Abstract Search

ISEF | Projects Database | Finalist Abstract

Back to Search Results | Print PDF

Computational Analysis of Intron Retention Events in Alternatively Spliced mRNA

Booth Id:
CBIO021

Category:
Computational Biology and Bioinformatics

Year:
2017

Finalist Names:
Huffman, Raymond (School: 4th Secondary School)

Abstract:
Alternative splicing is an inherent gene regulatory mechanism, allowing for a single gene to code for a multitude of proteins. Intron retention (IR) is a class of alternative splicing variation that has largely eluded scientific understanding. Although it is predicted that IR is the most common form of alternative splicing, there is currently no established or computationally robust method for identifying IR events. Intron retention occurs when a region of DNA intended to be spliced out and removed from pre-mRNA is instead included in the final mRNA transcript, at times drastically modifying the final protein construct.

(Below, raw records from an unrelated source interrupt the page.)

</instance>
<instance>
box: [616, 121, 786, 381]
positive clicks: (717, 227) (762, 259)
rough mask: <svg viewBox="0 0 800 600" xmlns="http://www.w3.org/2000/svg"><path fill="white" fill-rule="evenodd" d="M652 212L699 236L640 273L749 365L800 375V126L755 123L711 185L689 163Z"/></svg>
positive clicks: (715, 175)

This project aims to (1) investigate potential IR events to reveal hallmarks of the process, and (2) identify true IR events from RNA-seq data. RNA-seq samples were acquired from publicly available GEUVADIS database. Hypothesized features indicative of IR events were explored, including sequence alignment scores and the average sequencing read coverage. Additionally, relative abundance scores for Cytosine and Guanine base pairs within introns was computed. These suspect features were then assembled into a multi-dimensional matrix, dimensionality was reduced through principle component analysis (PCA) and unsupervised machine learning was leveraged to cluster samples. All computation was executed in Python, and clustering was implemented using the open source packages scikit-learn and NumPy. This analysis revealed that sequence features alone provide sufficient information to identify and differentiate IR events. This research establishes a unique framework for the identification of intron retention that does not require experimentation in the phenotype, enabling genomics researchers to elucidate why this type of splicing occurs.